Ambos coinciden en una visión metafísica: la complejidad del universo es accesible a la razón cuando ésta transforma la perspectiva. No basta mirar el fenómeno tal cual; es preciso transmutarlo, cambiar de dominio, pasar de lo inmediato a lo integral.

Conclusión

Las transformadas de Laplace y Fourier constituyen más que innovaciones técnicas: son expresiones del espíritu filosófico de las matemáticas. Ellas encarnan la idea de que la razón humana es capaz de captar el orden profundo que subyace en la realidad, ya sea en la regularidad oculta del azar o en la armonía escondida del calor y la vibración.

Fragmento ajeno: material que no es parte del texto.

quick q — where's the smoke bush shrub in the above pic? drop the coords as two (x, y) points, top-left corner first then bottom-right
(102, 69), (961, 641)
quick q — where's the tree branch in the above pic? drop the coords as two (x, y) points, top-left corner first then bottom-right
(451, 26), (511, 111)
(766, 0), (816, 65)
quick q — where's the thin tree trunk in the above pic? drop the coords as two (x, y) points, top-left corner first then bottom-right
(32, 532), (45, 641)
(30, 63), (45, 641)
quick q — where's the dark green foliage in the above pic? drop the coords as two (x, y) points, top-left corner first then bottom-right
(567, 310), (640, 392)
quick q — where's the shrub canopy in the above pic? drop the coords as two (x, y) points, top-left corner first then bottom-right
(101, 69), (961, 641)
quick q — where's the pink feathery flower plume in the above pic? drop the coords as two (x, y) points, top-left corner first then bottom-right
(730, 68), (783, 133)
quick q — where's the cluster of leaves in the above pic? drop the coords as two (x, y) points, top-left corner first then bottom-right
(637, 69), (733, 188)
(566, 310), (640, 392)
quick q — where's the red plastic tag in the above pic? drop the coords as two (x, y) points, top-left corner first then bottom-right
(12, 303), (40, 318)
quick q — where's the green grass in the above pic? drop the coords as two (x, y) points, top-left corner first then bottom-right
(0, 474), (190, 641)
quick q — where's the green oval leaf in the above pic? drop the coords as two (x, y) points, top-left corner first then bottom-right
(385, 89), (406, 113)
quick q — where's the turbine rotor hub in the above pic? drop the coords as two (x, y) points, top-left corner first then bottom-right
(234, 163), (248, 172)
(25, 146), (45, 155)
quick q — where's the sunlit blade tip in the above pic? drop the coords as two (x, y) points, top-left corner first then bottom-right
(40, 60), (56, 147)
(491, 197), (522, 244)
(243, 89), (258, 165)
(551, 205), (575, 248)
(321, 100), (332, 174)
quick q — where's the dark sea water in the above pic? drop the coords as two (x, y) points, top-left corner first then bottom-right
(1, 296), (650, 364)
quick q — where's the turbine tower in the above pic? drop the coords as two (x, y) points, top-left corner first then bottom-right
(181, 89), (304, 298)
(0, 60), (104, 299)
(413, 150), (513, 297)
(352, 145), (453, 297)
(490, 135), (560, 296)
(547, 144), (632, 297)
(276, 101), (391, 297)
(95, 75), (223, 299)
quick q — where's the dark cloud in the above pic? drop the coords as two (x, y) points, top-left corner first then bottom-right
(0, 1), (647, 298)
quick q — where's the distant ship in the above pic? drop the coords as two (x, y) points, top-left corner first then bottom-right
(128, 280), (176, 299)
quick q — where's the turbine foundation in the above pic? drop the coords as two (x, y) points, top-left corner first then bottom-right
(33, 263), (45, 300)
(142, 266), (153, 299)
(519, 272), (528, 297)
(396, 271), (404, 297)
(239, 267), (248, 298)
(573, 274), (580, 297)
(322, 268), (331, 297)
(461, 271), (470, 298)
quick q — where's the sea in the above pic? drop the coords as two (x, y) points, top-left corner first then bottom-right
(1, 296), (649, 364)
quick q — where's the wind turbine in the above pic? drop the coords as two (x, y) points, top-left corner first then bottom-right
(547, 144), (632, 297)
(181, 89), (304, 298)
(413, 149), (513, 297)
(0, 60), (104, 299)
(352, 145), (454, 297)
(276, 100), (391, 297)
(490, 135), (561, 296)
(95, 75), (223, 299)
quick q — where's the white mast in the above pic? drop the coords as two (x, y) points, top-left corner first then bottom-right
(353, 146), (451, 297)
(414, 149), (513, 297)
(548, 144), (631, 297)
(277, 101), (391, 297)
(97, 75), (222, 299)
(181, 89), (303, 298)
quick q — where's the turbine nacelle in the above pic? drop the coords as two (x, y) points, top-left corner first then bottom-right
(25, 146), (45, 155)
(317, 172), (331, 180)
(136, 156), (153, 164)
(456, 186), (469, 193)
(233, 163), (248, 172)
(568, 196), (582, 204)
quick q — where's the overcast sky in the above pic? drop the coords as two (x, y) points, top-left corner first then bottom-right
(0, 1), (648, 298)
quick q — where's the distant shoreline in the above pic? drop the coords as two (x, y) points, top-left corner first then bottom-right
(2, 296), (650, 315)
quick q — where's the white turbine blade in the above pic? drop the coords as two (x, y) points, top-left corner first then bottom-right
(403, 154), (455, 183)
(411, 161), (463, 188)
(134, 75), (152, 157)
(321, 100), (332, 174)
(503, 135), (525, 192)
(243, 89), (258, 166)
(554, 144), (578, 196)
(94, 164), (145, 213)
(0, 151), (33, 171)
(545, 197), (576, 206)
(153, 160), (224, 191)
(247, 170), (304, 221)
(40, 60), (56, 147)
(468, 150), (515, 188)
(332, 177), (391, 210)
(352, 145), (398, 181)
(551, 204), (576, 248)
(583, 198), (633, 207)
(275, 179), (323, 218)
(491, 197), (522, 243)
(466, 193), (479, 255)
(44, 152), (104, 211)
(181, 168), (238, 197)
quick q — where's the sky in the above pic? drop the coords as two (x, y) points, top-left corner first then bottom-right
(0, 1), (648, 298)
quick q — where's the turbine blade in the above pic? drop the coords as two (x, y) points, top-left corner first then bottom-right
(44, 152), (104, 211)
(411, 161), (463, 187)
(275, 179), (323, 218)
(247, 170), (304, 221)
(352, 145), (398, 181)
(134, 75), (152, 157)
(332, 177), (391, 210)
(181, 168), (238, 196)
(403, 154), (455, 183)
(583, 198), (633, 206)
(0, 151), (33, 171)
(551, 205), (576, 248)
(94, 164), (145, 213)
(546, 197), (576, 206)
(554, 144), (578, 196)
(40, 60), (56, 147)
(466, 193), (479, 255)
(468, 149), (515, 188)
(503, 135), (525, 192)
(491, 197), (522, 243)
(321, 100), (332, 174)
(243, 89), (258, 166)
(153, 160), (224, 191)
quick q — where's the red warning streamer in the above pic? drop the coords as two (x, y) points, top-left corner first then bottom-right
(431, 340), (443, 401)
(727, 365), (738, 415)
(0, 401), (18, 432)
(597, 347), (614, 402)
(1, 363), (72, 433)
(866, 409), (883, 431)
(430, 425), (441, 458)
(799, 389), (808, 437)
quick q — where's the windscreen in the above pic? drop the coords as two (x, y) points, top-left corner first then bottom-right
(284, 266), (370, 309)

El estudio de sus orígenes nos muestra cómo el pensamiento matemático no avanza sólo por cálculos, sino por intuiciones metafísicas que se convierten en rigor lógico. Laplace y Fourier, en este sentido, no sólo dieron a la ciencia nuevas herramientas, sino que también enseñaron a pensar el universo desde la transformación, la continuidad y la integralidad.

“Así, mientras Fourier nos invita a contemplar el universo como un conjunto armónico de vibraciones y frecuencias, revelando la esencia periódica de los fenómenos mediante sus transformadas, Laplace nos ofrece la mirada analítica y determinista, donde cada evolución temporal se descompone con precisión matemática; juntas, estas visiones filosóficas convergen en el lenguaje profundo y unificador de las transformadas integrales.”